Special equipment: 8 to 8 1/2-inches ovenproof saucepan or cast iron skillet
Make the Soured Cream Shortcrust Pastry, recipe follows and allow to chill.
Preheat the oven to 400 degrees F.
To prepare the apples: Peel the apples with a vegetable peeler to keep them in a nice rounded shape, and then cut into quarters. Remove the core from each quarter, and set aside. Don't worry if they go brown, and don't cover in water or they will be too wet.
Place the sugar and water in an ovenproof saucepan set over a low-medium heat, and stir until the sugar dissolves. Increase the heat, and boil the syrup until it starts to caramelize around the edges, about 5 minutes. Do not stir once it has come to the boil, otherwise the syrup will crystallize. Once the syrup starts to turn golden, you may need to swirl the pan slightly to even out the caramelization.
Once the syrup is golden caramel in color, add the butter, and swirl the pan again to distribute it throughout the caramel.
Remove the pan from the heat, and arrange the apple quarters in a concentric circle around the outside of the pan, and any remaining pieces in the center, keeping in mind that the tart will be flipped over when serving. The apples must completely cover the base of the pan; you may need an extra apple!
Place the pan back over a medium heat, and cook for 10 minutes, to slightly caramelize the apples, while you roll out the pastry.
On a lightly floured work surface, roll the pastry out to a round about 3/4-inch wider in diameter than the pan. Remove the pan from the heat, and place the pastry on top of the almost cooked apples. Using the base of a spoon or a fork, tuck the pastry in around the edges of the apples. Brush the pastry with the beaten egg, and then using a skewer or fork, prick a few holes in the pastry.
Bake in the oven for 25 minutes or until the pastry is golden and the apples feel cooked when you insert a skewer through the center.
Remove from the oven and allow to stand for just a few minutes before placing a plate on top of the pan and carefully (it is hot!) but quickly flipping it out. Use a plate with a slight lip to catch the delicious juices. Cut into slices to serve. Serve with whipped cream, ice cream or whipped cream with a little icing sugar and cinnamon or Calvados mixed in.

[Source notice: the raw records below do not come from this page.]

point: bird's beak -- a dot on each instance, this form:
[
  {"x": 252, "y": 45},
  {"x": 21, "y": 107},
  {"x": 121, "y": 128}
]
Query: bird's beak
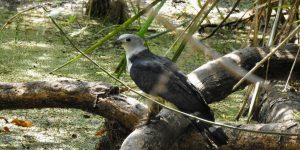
[{"x": 118, "y": 42}]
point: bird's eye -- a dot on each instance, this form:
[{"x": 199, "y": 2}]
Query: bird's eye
[{"x": 128, "y": 39}]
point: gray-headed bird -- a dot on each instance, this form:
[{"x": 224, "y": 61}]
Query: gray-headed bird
[{"x": 159, "y": 76}]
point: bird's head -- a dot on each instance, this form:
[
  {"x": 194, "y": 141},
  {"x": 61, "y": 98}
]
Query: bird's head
[{"x": 130, "y": 42}]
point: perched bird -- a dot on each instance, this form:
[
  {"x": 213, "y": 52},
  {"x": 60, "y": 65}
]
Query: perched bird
[{"x": 159, "y": 76}]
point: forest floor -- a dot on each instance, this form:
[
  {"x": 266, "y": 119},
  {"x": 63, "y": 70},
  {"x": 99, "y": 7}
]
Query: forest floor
[{"x": 31, "y": 47}]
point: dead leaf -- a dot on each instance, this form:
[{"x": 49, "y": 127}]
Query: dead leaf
[
  {"x": 22, "y": 123},
  {"x": 101, "y": 132}
]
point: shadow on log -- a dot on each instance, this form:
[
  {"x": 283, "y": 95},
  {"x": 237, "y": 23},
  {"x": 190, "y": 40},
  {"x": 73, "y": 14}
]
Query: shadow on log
[{"x": 171, "y": 130}]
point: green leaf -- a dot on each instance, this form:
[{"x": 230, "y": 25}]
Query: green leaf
[{"x": 110, "y": 35}]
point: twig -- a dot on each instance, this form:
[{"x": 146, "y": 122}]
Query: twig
[
  {"x": 167, "y": 107},
  {"x": 216, "y": 29},
  {"x": 275, "y": 25},
  {"x": 289, "y": 77},
  {"x": 267, "y": 57},
  {"x": 13, "y": 17}
]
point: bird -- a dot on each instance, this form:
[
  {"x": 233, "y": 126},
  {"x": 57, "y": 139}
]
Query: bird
[{"x": 160, "y": 77}]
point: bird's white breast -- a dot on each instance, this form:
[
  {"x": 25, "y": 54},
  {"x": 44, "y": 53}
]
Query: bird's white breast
[{"x": 130, "y": 53}]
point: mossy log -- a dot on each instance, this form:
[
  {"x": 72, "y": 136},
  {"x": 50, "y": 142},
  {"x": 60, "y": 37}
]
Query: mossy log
[{"x": 172, "y": 130}]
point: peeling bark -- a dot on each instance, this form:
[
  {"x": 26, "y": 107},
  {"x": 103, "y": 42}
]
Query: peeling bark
[{"x": 214, "y": 79}]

Place the flour, salt, and butter in a food processor and whiz or pulse briefly. Add half the sour cream and continue to whiz. You might add a little more sour cream, but not too much as the mixture should be just moist enough to come together.

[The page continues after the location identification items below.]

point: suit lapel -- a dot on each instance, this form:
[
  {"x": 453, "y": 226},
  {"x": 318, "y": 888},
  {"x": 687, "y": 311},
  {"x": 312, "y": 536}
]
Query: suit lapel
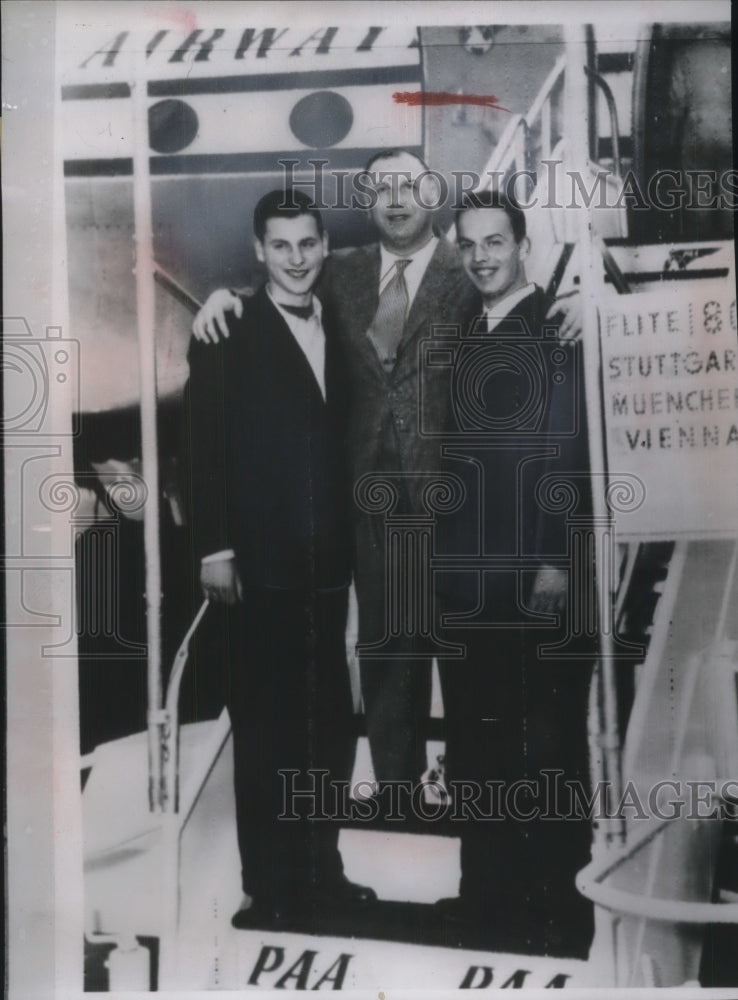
[{"x": 363, "y": 289}]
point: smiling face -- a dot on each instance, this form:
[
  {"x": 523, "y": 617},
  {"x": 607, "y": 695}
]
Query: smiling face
[
  {"x": 491, "y": 256},
  {"x": 293, "y": 251},
  {"x": 404, "y": 224}
]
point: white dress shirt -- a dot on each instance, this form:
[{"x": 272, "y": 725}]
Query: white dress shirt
[
  {"x": 310, "y": 338},
  {"x": 309, "y": 335},
  {"x": 504, "y": 306}
]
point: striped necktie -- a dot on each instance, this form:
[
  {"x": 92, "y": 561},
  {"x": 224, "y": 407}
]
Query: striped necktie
[{"x": 389, "y": 321}]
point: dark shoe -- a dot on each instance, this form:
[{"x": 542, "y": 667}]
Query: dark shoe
[{"x": 340, "y": 892}]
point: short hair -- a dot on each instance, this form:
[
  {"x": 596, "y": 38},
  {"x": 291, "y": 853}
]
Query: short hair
[
  {"x": 283, "y": 204},
  {"x": 388, "y": 154},
  {"x": 494, "y": 199}
]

If making by hand, rub the butter into the flour until it resembles coarse bread crumbs. Then, using your hands, add just enough egg to bring the dough together. With your hands, flatten out the ball of dough, until it is about 3/4-inch thick, and then wrap in plastic wrap or place in a plastic bag and leave in the refrigerator for at least 30 minutes or, if you are pushed for time, in the freezer for 10 to 15 minutes.
Makes 1 crust (about 14 ounces).
Variations: Pear and ginger tarte tatin: Use 4 to 5 pears of medium ripeness, instead of the apples and add 1 teaspoon of grated fresh ginger root in with the butter. Add 1 teaspoon of ground cinnamon to the pastry. You can also make this with puff or sweet shortcrust pastry. If you wish, use golden caster or granulated sugar, but it is a little trickier to see when it is caramelized, so keep watching the pan. The mixture will go a shade darker than the original golden color and should take about 5 minutes in total over a medium-high heat. If it burns, I would suggest cutting your losses and starting again!